India has strengthened its position in Asia’s green economy by emerging as the region’s dominant player in biogas energy equipment while generating an estimated $110 billion in green revenues in 2025, according to the Investing in the Green Economy 2026 report by the London Stock Exchange Group (LSEG).
The report showed that India accounted for 87 per cent of Asia’s green revenues in biogas energy equipment, highlighting the country’s growing role in clean energy segments linked to agriculture, rural infrastructure, waste-to-energy solutions and decentralised energy systems.
India’s overall green revenues grew at a five-year compound annual growth rate (CAGR) of 20 per cent, outperforming Asia’s average growth rate of 12 per cent and the global average of 10 per cent over the same period.
Although India remains smaller in scale than regional leaders such as China and Japan, the report noted that the country has built strong positions in selected green sectors.
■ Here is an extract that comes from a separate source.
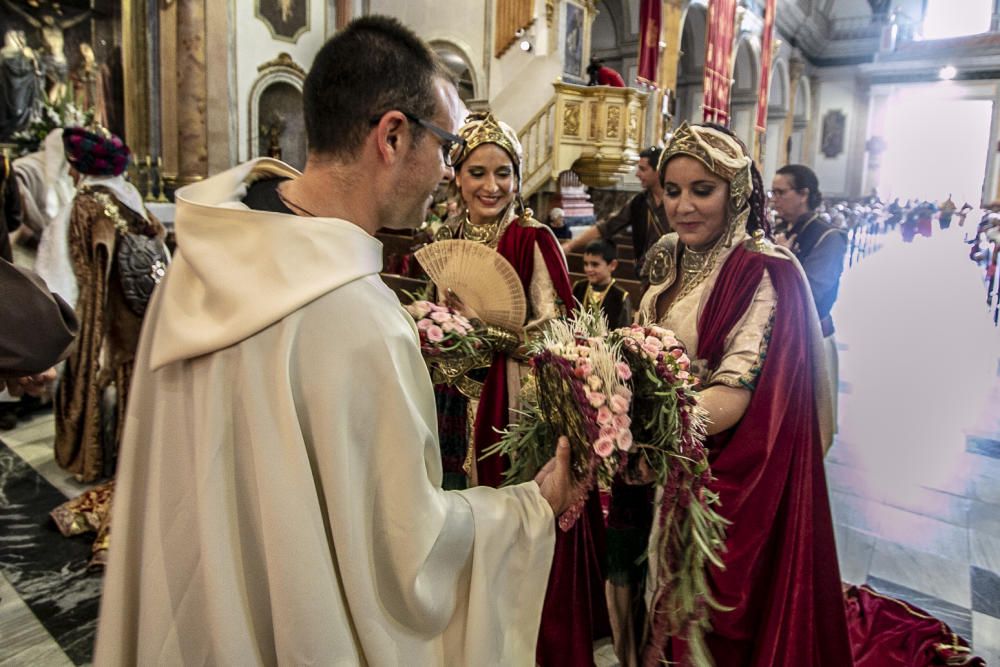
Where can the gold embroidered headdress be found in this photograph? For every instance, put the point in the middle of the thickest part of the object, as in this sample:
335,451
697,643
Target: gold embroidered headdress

Along with its leadership in biogas energy equipment, India also accounted for 75 per cent of Asia’s green revenues in advanced irrigation systems and devices.
The findings indicate increasing momentum in sectors connected to agricultural sustainability and clean energy deployment, even though India’s overall contribution to Asia’s green revenue pool remains relatively modest.
Asia remained the world’s largest green-revenue region in 2025, with companies across the continent contributing 47 per cent of global green revenues.
Regional growth was led by China, Japan, Hong Kong and South Korea, supported by investments across energy equipment, transport technologies, waste management, electric vehicle batteries and rail infrastructure.
Within Asia, China accounted for 41 per cent of total regional green revenues, followed by Japan at 28 per cent, Hong Kong at 10 per cent, South Korea at 6 per cent and Taiwan at 5 per cent. India contributed approximately 4 per cent of Asia’s green revenues.
The report also highlighted Asia’s leadership in clean-energy investment.
China invested around $625 billion across renewable energy, energy storage, nuclear power and energy efficiency projects, while India followed with approximately $100 billion in clean-energy investment, representing 83 per cent of the country’s power-sector capital allocation.
At the same time, the report pointed to ongoing challenges around energy security, noting that Asia remains dependent on imported fossil fuels and continues to account for a major share of global coal demand.
For India, the report reflects a dual trend -the country remains a relatively small contributor to Asia’s listed green economy by size but is expanding faster than many regional peers and has already established leadership in niche segments led by biogas energy equipment and advanced irrigation technologies.
LSEG noted that green revenue estimates are based on April 2026 data, while company revenue figures correspond to December 2025.